Fig. 2 |. Analysis of liganded HER receptor states reveals an allosteric mechanism of dimerization arm engagement.

a, Left top panel - closed dimerization arm-binding pocket in HER3 engages the HER2 dimerization arm in the HER2/HER3/NRG1β structure. Right top panel - an open dimerization arm-binding pocket in the ligand-free HER2 does not engage HER3 dimerization arm in the same structure. Left bottom panel – a partially closed dimerization arm-binding pocket in the monomer in the EGFR/EREG structure in which the ligand (EREG) is partially-wedged (PDB ID 5WB7). Right bottom panel – closed binding pocket in EGFR engages a fully-wedged EGF ligand in the EGFR/EGF dimer structure (PDB ID 3NJP). Residues within 4Å of the dimerization arm are shown in red. b, Top view of dimerization arms in the asymmetrically ligand-wedged EGFR/EREG and symmetrically ligand-wedged EGFR/EGF crystal structures indicating different values of B-factors (PDB IDs 5WB7 and 3NJP, respectively). c, Detailed view of domains I-III in the EGFR/EREG or EGFR/EGF crystal structures aligned on HER2 domain I in the HER2/HER3/NRG1β structure. The EGFR monomer in which the EREG ligand is only partially-wedged is shown.

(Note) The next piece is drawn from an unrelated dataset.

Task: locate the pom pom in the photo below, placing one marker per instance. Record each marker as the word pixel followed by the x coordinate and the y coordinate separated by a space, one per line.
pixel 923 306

Fig. 3 |. HER2 oncogenic mutation S310F stabilizes the dimerization arm of HER3.

a, Cryo-EM map and model zoomed in on domains II depict a resolved HER3 dimerization arm in the HER2-S310F/HER3/NRG1β complex. Inset shows a top-down view of the HER2 and HER3 dimerization arms. The HER2-S310F mutation is shown in red. b, Top panel, HER2-S310F monomer, shown in surface representation, pins the HER3 dimerization arm, shown as cartoon, in the HER2 dimerization arm-binding pocket despite its inability to close in the ligand-less HER2. Bottom left panel, HER2-S310F forms a π-π interaction with HER3 Y265 that stabilizes the dimerization arm. Bottom right panel, polar contacts (dotted lines) between HER3 Y265 and the backbone residues of HER2 - F291 and C311.

Fig. 4 |. The HER2/HER3/NRG1β structure accommodates trastuzumab binding.

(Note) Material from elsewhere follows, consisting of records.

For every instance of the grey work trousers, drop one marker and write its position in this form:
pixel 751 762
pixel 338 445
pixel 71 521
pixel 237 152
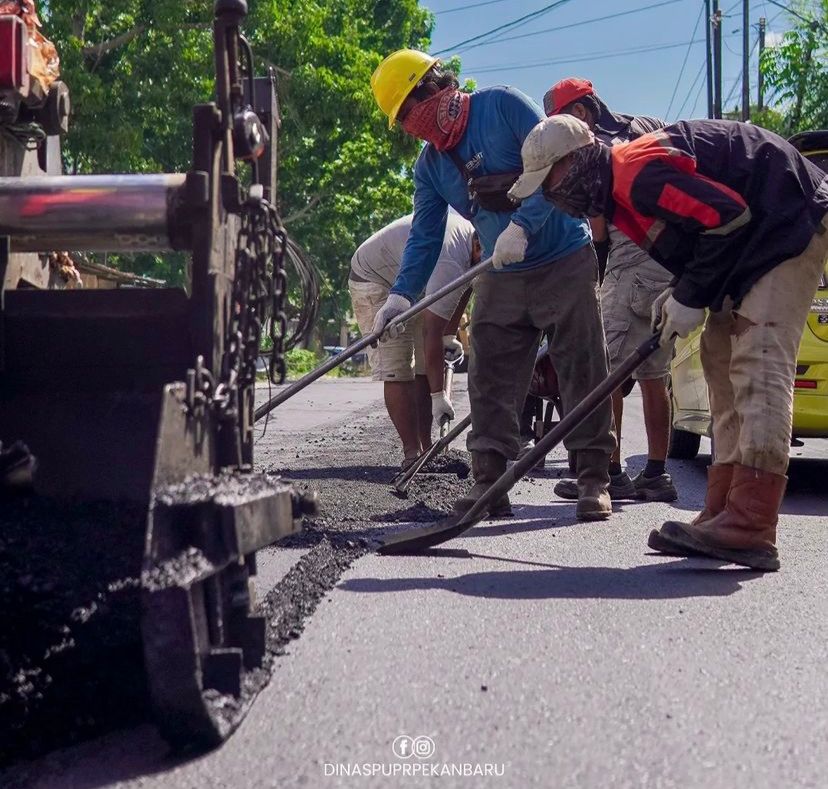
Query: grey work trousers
pixel 511 311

a, Representative Western blot of the purified HER2/HER3 heterodimer pulldowns in the presence of a two-fold molar excess of pertuzumab and trastuzumab FLAG-tagged Fabs. TS – Twin Strep tag (present on both HER2 and HER3) was detected with Strep-Tactin® HRP conjugate. The blot is representative of n=4 independent biological replicates. For gel source data, see Supplementary Figure 1. b, 5Å lowpass filtered density of the HER2-S310F/HER3/NRG1β heterocomplex bound to trastuzumab Fab. c, Ribbon overlay of the HER2-S310F/HER3/NRG1β heterocomplex with (multi-color) and without (light grey) trastuzumab Fab. The Fab pushes HER3 back relative to HER2 (curved arrow) and spreads domains IV further apart (double-headed arrow).